My mean estimate of \(\lambda=1.053\) is near enough (e.g. within much less of a standard deviation) to the paper’s maximum likelihood estimate of \(\lambda = 0.9782 \ (0.1618)\). This should not be too surprising, because with 180 decisions per treatment, the likelihood will be influencing my results much more than the prior.

Doing something with the model

So why do I bother to implement my work using Bayesian techniques when MLE often works just fine? There are few reasons. One is that not relevant here is that a lot of my work involves handling unobservable heterogeneity, which is really easy to implement in Bayes. But another benefit is that once you have draws from the posterior distribution of your parameteres (in this case just \(\lambda\)), you can easily simulate the posterior distribution of predictions of the model.
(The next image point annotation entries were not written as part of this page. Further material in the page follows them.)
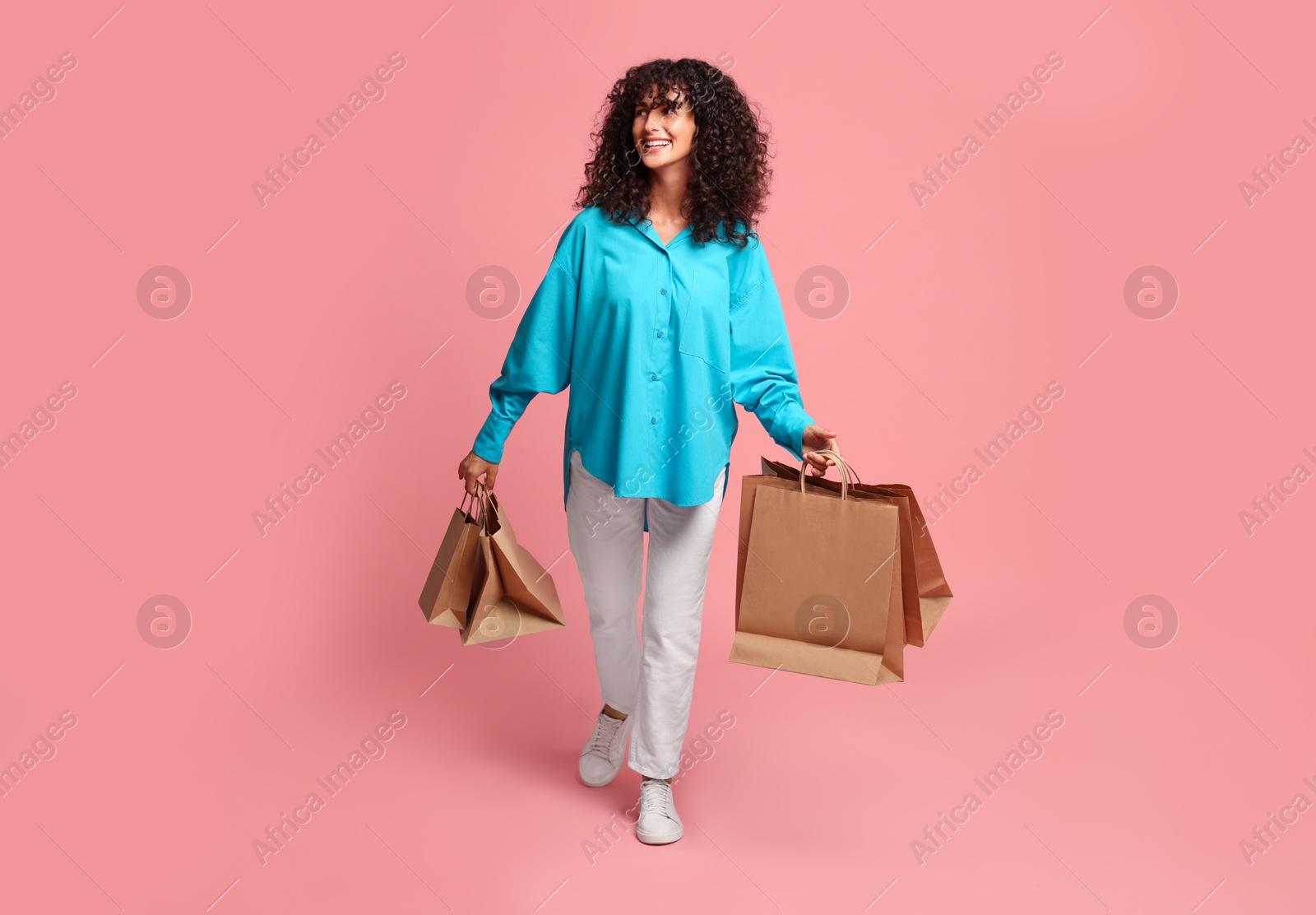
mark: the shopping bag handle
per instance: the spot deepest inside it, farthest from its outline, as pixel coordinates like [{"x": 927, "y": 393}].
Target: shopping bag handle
[
  {"x": 480, "y": 498},
  {"x": 846, "y": 471}
]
For this example, I did this directly in the “transformed parameters” block of my Stan code, which among other things calculates the QRE choice probabilities. What if we wanted to show these predictions in a table, including an expression of uncertainty. In a frequentist MLE framework, we would have to do something like:

  1. Carry through our standard errors of our parameters into this nonlinear transformation. This could involve the delta method approximation, which since we are making a nonlinear transformation may require computing a derivative by hand, or
  2. Bootstrap the standard error, which for more complicated QRE models can be computationally intensive.
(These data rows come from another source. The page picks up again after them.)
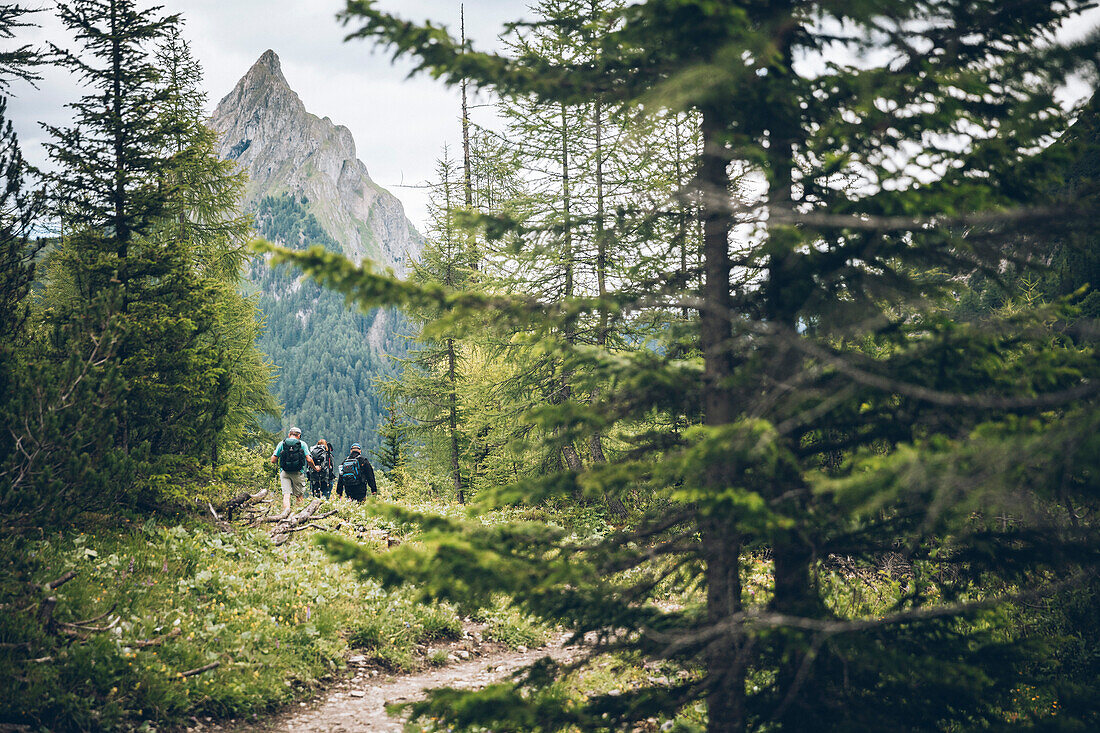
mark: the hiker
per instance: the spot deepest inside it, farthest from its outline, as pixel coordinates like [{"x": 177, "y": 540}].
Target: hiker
[
  {"x": 320, "y": 480},
  {"x": 292, "y": 457},
  {"x": 355, "y": 476}
]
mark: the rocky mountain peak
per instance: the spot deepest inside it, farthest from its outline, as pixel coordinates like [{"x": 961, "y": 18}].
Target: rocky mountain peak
[{"x": 264, "y": 126}]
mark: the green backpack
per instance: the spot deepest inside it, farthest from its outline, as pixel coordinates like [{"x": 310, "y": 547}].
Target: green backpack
[{"x": 293, "y": 457}]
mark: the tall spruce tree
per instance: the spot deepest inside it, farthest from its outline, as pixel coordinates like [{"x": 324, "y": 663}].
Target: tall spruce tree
[{"x": 848, "y": 415}]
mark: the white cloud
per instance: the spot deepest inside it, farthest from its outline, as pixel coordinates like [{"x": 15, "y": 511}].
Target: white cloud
[{"x": 399, "y": 123}]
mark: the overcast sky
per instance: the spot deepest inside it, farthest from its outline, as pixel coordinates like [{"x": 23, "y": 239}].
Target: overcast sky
[{"x": 399, "y": 124}]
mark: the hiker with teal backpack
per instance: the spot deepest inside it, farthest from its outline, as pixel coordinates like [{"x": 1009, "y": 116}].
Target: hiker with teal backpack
[
  {"x": 292, "y": 457},
  {"x": 356, "y": 476},
  {"x": 320, "y": 479}
]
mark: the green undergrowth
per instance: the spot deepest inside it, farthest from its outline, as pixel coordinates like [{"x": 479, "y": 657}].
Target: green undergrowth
[{"x": 158, "y": 593}]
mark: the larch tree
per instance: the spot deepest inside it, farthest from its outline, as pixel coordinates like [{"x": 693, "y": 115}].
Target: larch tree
[{"x": 842, "y": 412}]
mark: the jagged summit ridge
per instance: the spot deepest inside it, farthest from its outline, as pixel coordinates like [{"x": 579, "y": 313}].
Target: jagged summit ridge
[{"x": 264, "y": 126}]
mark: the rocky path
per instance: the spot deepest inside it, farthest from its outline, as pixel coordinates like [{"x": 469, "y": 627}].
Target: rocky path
[{"x": 359, "y": 704}]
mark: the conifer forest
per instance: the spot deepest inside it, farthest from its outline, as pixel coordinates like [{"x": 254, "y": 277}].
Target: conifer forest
[{"x": 741, "y": 373}]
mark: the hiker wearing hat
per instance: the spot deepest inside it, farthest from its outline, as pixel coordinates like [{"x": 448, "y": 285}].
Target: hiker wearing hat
[
  {"x": 292, "y": 457},
  {"x": 356, "y": 474}
]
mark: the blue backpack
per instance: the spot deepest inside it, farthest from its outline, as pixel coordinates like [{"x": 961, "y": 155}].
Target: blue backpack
[{"x": 293, "y": 457}]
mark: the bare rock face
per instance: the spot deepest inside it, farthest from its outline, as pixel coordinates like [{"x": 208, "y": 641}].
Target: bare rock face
[{"x": 265, "y": 128}]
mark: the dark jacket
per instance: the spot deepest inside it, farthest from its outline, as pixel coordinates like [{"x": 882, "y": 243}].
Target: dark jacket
[
  {"x": 344, "y": 487},
  {"x": 326, "y": 470}
]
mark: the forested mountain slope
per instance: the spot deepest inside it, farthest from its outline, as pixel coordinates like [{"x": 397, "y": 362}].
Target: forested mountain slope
[{"x": 307, "y": 187}]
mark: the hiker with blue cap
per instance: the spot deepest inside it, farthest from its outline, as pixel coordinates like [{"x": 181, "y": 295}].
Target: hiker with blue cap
[{"x": 356, "y": 474}]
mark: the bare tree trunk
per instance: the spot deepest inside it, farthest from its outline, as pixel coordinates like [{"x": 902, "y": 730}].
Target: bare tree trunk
[
  {"x": 468, "y": 185},
  {"x": 792, "y": 554},
  {"x": 568, "y": 451},
  {"x": 721, "y": 543}
]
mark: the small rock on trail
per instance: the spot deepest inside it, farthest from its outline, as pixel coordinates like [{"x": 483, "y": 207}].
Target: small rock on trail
[{"x": 360, "y": 704}]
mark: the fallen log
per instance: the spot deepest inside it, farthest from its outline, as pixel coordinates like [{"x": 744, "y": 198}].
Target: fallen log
[
  {"x": 283, "y": 531},
  {"x": 240, "y": 501},
  {"x": 145, "y": 643}
]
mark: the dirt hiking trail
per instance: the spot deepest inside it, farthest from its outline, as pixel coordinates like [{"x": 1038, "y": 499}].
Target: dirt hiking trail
[{"x": 358, "y": 704}]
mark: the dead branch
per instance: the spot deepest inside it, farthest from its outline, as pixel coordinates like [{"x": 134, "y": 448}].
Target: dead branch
[
  {"x": 91, "y": 621},
  {"x": 199, "y": 670},
  {"x": 282, "y": 532},
  {"x": 95, "y": 630},
  {"x": 144, "y": 643}
]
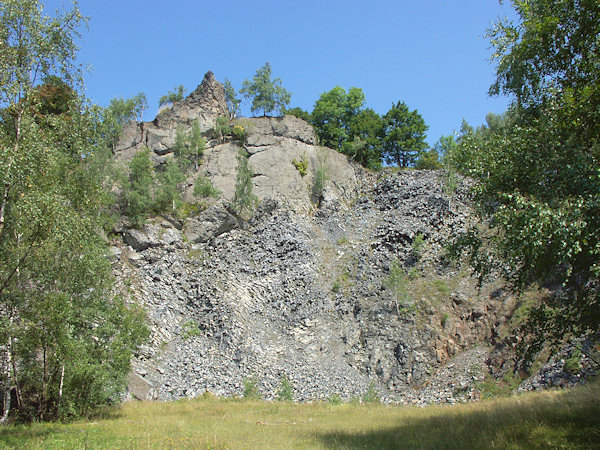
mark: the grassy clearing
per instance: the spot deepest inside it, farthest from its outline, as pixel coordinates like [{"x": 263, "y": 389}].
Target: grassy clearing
[{"x": 557, "y": 419}]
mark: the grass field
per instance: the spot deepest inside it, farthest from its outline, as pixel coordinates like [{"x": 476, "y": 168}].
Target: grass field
[{"x": 553, "y": 419}]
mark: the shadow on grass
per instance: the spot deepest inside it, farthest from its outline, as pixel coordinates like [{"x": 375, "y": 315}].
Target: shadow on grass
[
  {"x": 16, "y": 434},
  {"x": 567, "y": 419}
]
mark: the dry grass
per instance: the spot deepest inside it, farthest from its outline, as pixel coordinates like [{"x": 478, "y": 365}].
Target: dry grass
[{"x": 557, "y": 419}]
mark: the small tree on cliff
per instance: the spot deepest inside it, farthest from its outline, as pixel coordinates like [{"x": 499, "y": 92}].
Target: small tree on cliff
[{"x": 268, "y": 95}]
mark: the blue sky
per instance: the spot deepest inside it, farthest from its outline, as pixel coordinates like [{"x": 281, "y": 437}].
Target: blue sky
[{"x": 431, "y": 54}]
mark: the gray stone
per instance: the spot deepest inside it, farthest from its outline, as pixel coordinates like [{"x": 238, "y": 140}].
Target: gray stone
[
  {"x": 210, "y": 223},
  {"x": 138, "y": 240}
]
On the other hand, with the posterior simulation in hand, we can just report the mean and standard deviation of our simulated variables, which Stan nicely calculated for us in the summary table above. Note that since the QRE for medium attack cost is always \(p=(0.5,0.5)\) for all \(\lambda\), there is no uncertainty about the model’s predictions, even becore we estimate the model.